3.5 Sums of independent random variables

The following definition gives the law of the sum of independent random variables in terms of their laws.

Definition 3.21

Let \(\mu\) and \(\nu\) be probability measures on \(\mathbb{R}.\) The convolution of \(\mu\) and \(\nu\) is the probability measure \[\mu * \nu :=p_*(\mu \otimes \nu)\,,\] where \(p(x,y) :=x + y.\)

Remark 3.22

This definition is a generalisation of the usual convolution of functions that you have learned in analysis. Indeed, suppose that \(\mu\) and \(\nu\) both have densities, i.e. \(\mu(\mathrm dx) = f(x) \, \mathrm dx\) and \(\nu(\mathrm dx) = g(x) \, \mathrm dx.\) Then we have \((\mu * \nu)(\mathrm dx) = h(x) \, \mathrm dx,\) where \[h(x) = \int f(x - y) \, g(y) \, \mathrm dy\,.\] The right-hand side is also usually denoted by \(f * g\) and it is called the convolution of \(f\) and \(g.\) To verify this assertion, take a nonnegative measurable function \(\phi\) and calculate, using Definition 3.21, \[\int \phi(x) \, (\mu * \nu)(\mathrm dx) = \int \phi(x + y) \, f(x) \, g(y) \, \mathrm dx \, \mathrm dy = \int \phi(x) \, f(x - y) \, g(y) \, \mathrm dx\, \mathrm dy\] as desired, where in the last step we used the change of variables \(x \mapsto x - y.\)

Remark 3.23

If \(X\) and \(Y\) are independent random variables then clearly \(\mathbb{P}_{X+Y} = \mathbb{P}_X * \mathbb{P}_Y.\) Moreover, \(\mathop{\mathrm{Var}}(X+Y) = \mathop{\mathrm{Var}}(X) + \mathop{\mathrm{Var}}(Y).\)

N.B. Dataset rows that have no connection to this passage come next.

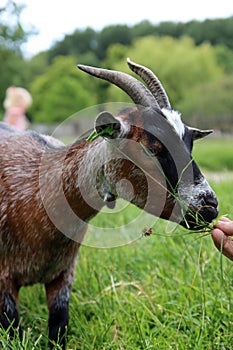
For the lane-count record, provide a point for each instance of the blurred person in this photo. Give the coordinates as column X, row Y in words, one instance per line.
column 221, row 235
column 16, row 103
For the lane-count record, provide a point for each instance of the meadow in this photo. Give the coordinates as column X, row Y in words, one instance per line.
column 169, row 290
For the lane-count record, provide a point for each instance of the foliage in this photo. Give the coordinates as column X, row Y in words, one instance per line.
column 214, row 154
column 210, row 105
column 189, row 67
column 60, row 92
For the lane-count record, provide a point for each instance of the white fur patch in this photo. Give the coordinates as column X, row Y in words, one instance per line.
column 174, row 119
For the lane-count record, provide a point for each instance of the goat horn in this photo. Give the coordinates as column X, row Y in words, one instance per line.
column 133, row 87
column 152, row 82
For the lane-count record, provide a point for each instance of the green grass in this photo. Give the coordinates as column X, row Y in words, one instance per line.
column 166, row 291
column 214, row 154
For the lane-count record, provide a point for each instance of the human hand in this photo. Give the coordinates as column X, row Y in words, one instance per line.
column 221, row 236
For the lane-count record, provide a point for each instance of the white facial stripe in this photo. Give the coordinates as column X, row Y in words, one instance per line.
column 194, row 194
column 175, row 120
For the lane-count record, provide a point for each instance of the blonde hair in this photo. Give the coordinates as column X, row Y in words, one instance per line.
column 17, row 97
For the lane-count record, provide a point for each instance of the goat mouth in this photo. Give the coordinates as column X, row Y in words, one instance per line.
column 198, row 220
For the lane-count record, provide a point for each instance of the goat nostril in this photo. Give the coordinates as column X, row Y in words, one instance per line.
column 211, row 201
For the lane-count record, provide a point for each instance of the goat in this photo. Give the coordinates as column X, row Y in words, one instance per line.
column 40, row 235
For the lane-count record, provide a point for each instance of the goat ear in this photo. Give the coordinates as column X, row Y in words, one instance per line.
column 199, row 134
column 107, row 125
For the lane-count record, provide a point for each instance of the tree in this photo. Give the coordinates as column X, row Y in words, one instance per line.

Next, we state a weak version of the most famous result in probability theory: the law of large numbers. It states that the average of a large number of independent copies of a random variable is close to its expectation. The following result is known as the weak law of large numbers because it falls short of the best possible statement, for two reasons: the assumption \(X_n \in L^2\) can be weakened to \(X_n \in L^1,\) and the convergence in fact holds almost surely instead of just in \(L^2.\) Later on, we shall see how to remedy both issues. The weak law has the advantage that it is very easy to prove.

Proposition 3.24 • Weak law of large numbers

Let \((X_n)_{n \geqslant 1}\) be independent random variables in \(L^2\) with the same law. Then \[\frac{1}{n} (X_1+ \cdots + X_n) \overset{L^2}{\longrightarrow} \mathbb{E}[X_1]\,.\]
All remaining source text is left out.